Building a Semantic Search: Insights from the start of our journey

Research in the field of Artificial Intelligence (AI) is challenging but full of potential – especially for a new team. When CONTACT Research was formed in 2022, AI was designated as one of four central research areas right from the start. Initially, we concentrated on smaller projects, including traditional data analysis. However, with the growing popularity of ChatGPT, we shifted our attention to Large Language Models (LLMs) and took the opportunity to work with cutting-edge tools and technologies in this promising field. But as a research team, one critical question emerged: Where do we get started?
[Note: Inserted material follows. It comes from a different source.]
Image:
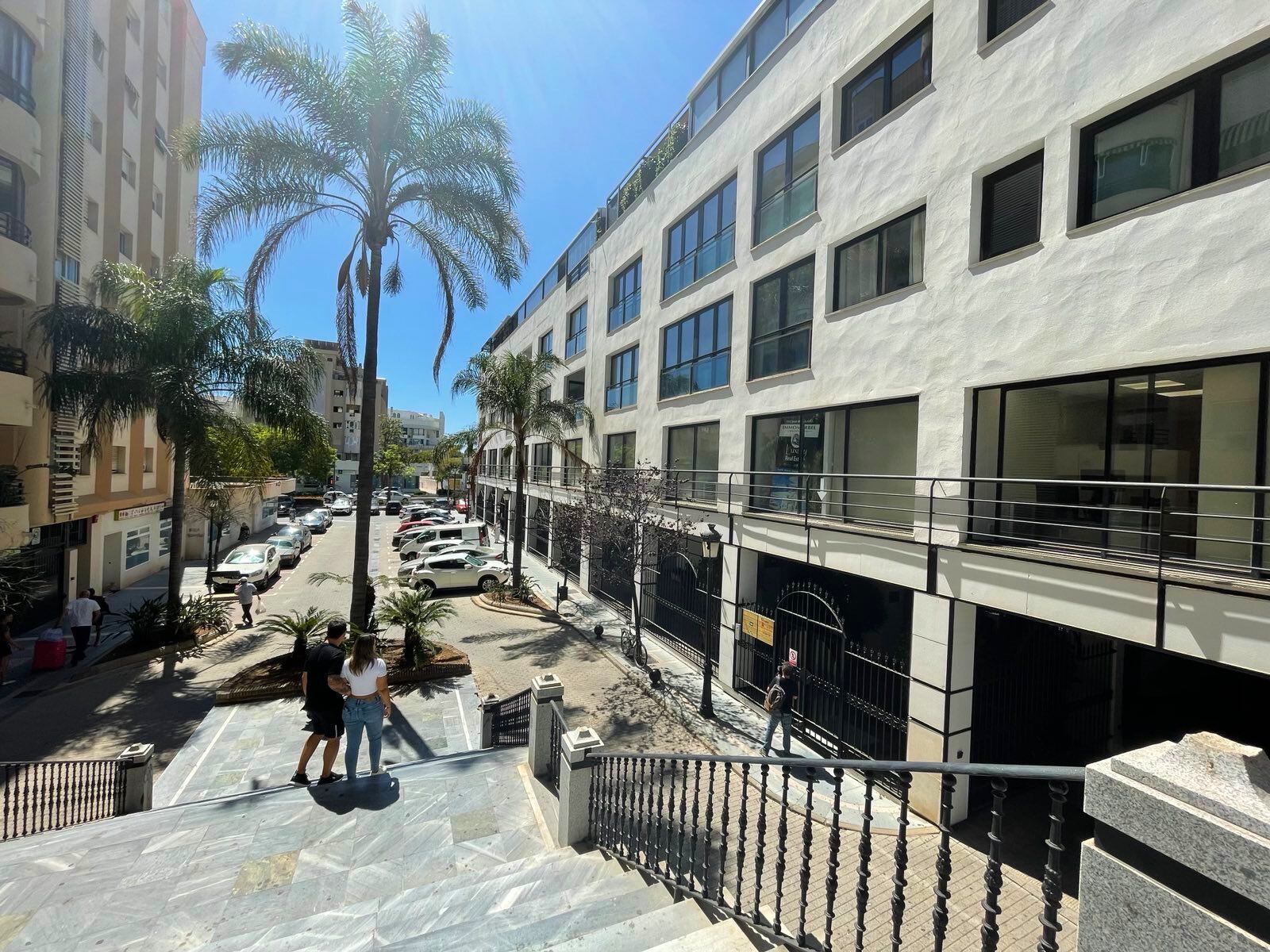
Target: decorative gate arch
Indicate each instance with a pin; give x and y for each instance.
(852, 698)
Here, we share some of our experiences which can serve as guidance to others embarking on their AI journey.

The beginning: Why similarity search became our starting point

From the outset, our goal was clear: we wanted more than just a research project, we aimed for a real use case that could ideally be integrated directly into our software. To get started quickly, we opted for small experiments and looked for a specific problem that we could solve step by step.

Our software stores vast amounts of data, from product information to project details. Powerful search capabilities make a decisive difference here. Our existing search function did not recognize synonyms or natural language, sometimes missing what users were really looking for. Together with valuable feedback, this quickly led to the conclusion that similarity search is an ideal starting point and should therefore be our first research topic. An LLM has the power to elevate our search functionality to a new level.

The right data makes the difference

Our vision was to make knowledge from various sources such as manuals, tutorials, and specifications easily accessible by asking a simple question. The first and most crucial step was to identify an appropriate data source: one large enough to provide meaningful results but not so extensive that resource constraints would impede progress. In addition, the dataset needed to be of high quality and easily available.

For the experiment, we chose the web-based documentation of our software. It contains no confidential information and is accessible to customers and partners. Initial experiments with this dataset quickly delivered promising results, so we intensified the development of a semantic search application.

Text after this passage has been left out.